Slow Instructions in Simple Loop on x86

Question 1

As mentioned by Mystical, the timings you are looking at are not one to one the responsibility of the instructions it is shown against.

Modern processors run many instructions in parallel (the imul and the add 4 to eax can both run in parallel, also the math involved in the mov addressing uses the ALU too and can be computed before the imul completes).

The way most profilers compute their timing is by using timed interrupts and what you see are the instructions that happened to be the ones executed at the time of the interrupts.

To properly use a profiler, you want to run against large programs and see whether the program spends a lot of time. On a per instruction basis, it does not have much value.

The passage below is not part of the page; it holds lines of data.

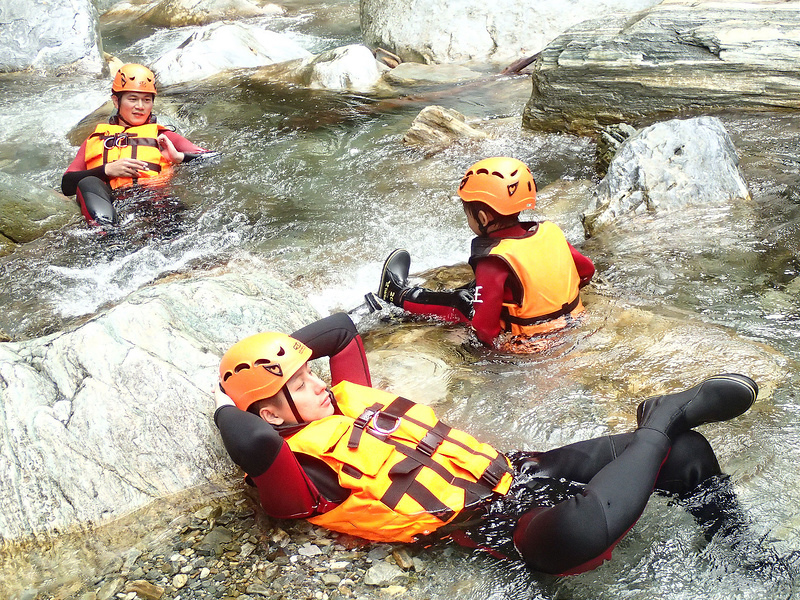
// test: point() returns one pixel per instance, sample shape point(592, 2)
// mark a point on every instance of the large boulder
point(179, 13)
point(28, 210)
point(677, 57)
point(222, 47)
point(106, 417)
point(667, 167)
point(434, 31)
point(50, 35)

If you really want to do speed tests, you want to use the CPU timer before and after your loops and see how you can ameliorate it one way or another to get it to run faster.

Question 2

I wouldn't assume that it all fits in your L1, because the code you're debugging isn't the only thing using the CPU (unless you've booted your machine to run that code, which in fact will be your operating system).

Also note that there's a pattern there: The slowest operations all are requiring main memory access. Since this access time isn't controlled by the CPU, it's difficult to point out why isn't it faster. That will require hardware analysis.

Hope this helps.

Question 3

Unfortunately, you have not given the amount of time needed for a single pass through your loop, but I assume that it's three CPU cycles. If that is true, the three instructions that happen to get time attributed to them are the three instructions which the processor is officially on when the clock ticks. The other three instructions are executed in parallel to the three officially time consuming instructions, hiding behind them.